Grapes pub could lose its famous greenery after single anonymous complaint
AN urban “garden” in the centre of Liverpool is in danger of being lost forever after complaints from a nearby resident.
The so-called Roscoe Street Rainforest is made up of a series of shrubs and tubs outside and across the road from the Grapes pub in the Georgian Quarter.
They have been in place for many years, tended to by the pub’s owners, Paul and Anne Marie Slater.
We would happily sit and talk with them and negotiate...
In June, however, Liverpool City Council received a written grievance from an anonymous neighbour as part of a wide ranging broadside on the popular bar. It included an objection to the number of customers spilling out onto the pavements during the hot weather and planters “littering the streets”.
A visit from the licensing department followed and the landlords say they took immediate action to ensure that drinkers no longer strayed outside the pub.
However the thorny issue of the plants, it seems, won’t go away. Now the Slaters have been told they must apply for official council permission to keep the green walkway - or get rid of them.
Anne Marie said: “The Highways department paid us a visit and asked us to remove a few wall-mounted planters saying they might pose a danger in, for example, high winds. We did that straight away but there is still an issue with the rest and we’ve been told we have to apply for a permit or remove the lot.”
Although the Slaters say they enjoy good relations with council officers they don’t believe they will be granted permission.
“We don’t think there is any provision within the law for it,” said Paul.
Anne Marie added: “The council have been out over a whole range of different issues in the past and no one has ever suggested that the plants were a problem. This is purely because one person has complained.”
The Slaters have started a petition looking for support from the local community.
The plants are in nobody’s way, they say, are doing no harm and bring big benefits to the surrounding urban environment.
“We’ve even got a family of squirrels,” she said. “We believe that our plants enhance the local area, are a valuable bird, bee and butterfly haven and simply look better than concrete and brick.
“Not only that but there is a huge white wall opposite and the plants stop it from being vandalised.

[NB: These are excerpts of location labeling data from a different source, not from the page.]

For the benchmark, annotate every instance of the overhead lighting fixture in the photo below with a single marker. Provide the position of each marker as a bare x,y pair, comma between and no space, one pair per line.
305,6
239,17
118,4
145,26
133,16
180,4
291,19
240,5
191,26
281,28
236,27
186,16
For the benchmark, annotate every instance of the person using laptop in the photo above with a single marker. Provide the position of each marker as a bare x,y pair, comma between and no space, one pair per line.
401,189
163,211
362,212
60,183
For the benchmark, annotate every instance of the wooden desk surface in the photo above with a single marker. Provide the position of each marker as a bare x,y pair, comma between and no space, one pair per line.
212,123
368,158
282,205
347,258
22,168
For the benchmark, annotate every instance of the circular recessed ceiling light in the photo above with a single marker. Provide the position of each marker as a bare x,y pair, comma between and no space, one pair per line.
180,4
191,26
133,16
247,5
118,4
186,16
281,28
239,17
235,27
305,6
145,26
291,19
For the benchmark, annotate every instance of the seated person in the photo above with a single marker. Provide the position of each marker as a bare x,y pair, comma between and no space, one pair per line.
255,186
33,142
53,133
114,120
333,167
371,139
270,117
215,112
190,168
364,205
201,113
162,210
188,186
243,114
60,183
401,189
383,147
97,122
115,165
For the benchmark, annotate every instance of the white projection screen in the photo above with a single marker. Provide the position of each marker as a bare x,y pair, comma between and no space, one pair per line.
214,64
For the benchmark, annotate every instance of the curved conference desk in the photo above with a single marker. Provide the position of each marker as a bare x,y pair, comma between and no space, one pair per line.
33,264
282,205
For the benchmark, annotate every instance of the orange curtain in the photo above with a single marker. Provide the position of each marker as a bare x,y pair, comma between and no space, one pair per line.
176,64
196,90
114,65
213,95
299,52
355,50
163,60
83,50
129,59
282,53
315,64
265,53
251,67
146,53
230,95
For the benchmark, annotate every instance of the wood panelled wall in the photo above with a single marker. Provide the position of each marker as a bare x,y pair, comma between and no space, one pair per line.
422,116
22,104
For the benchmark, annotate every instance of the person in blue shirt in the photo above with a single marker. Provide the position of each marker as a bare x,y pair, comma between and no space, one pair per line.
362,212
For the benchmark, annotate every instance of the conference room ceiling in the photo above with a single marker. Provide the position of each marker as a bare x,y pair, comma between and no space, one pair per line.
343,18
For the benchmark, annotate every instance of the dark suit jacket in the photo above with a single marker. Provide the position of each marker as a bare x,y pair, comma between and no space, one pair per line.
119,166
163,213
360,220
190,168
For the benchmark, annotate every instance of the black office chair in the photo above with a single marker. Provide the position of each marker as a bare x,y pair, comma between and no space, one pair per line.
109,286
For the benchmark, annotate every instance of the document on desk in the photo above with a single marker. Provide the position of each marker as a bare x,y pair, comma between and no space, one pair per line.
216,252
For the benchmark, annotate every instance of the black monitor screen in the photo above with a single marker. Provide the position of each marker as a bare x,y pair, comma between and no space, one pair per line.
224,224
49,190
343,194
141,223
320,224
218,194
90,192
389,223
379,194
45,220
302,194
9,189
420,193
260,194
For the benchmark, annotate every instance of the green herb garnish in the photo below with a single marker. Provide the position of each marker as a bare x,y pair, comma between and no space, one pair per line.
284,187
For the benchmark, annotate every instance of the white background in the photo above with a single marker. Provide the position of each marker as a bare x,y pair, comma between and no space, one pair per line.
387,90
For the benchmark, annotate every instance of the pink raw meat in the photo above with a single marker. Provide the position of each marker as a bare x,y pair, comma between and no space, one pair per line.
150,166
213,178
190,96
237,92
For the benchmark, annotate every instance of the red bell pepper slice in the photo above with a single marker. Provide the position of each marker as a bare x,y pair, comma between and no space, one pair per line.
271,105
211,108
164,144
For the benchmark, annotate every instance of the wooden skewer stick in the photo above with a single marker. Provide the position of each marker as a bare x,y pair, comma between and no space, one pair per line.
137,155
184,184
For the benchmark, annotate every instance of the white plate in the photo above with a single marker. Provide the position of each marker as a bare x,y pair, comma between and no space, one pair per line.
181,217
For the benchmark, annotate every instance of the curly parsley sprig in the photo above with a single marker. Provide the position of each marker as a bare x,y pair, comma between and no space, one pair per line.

“This area is absolutely plagued by tagging. There is only one piece of graffiti on that wall since it was painted white because it’s covered by plants. The landlord actually likes the plants being there because he knows they are stopping his building being covered in graffiti all the time.
“So they are attractive in themselves, they are psychologically beneficial in a built environment, they don’t block any wheelchair or buggy access.
“We just don’t think it is fair that we’re being asked to remove the plants. Give us a set of health and safety rules and we will abide by them.”
The Slaters say the complainant also flagged up the pub’s 2016 extension, which saw the beer garden go, and claimed, in their communique, that anti social behaviour was taking place.
“In the warmest summer in a generation,” said Paul, “the outside drinking has been stopped. The licensing officer who visited us said he had checked and there have been no reports to the police of anti social behaviour.”
Although the pair have no idea who the individual is, they said they would be willing to meet and discuss the issues with them.
“We would happily sit and talk with them and negotiate and find out what is the problem and say ‘is there something we could do to make you happier?’” said Anne Marie. “But for all we know it could be somebody who was badly behaved in here and asked to leave. So we don’t know what the real issue is.”
The pair, who describe themselves as keen gardeners, say they are gutted that the Roscoe Street Rainforest - which even has its own Facebook page - “will probably” now have to go.
Said Anne Marie: “Down the years we have invested tens of thousands of pounds in the pub. I know we sell alcohol but that’s not our only role. We see ourselves as an important part of the community and the plants are an important part of the community.
“For all the hundreds of people who live in the area who come past and stop and chat to us about the plants and say what an amazing addition they are to that community, one person is going to be responsible for having them removed.
“I think that not just personally, but for the people, it’s a terrible shame.”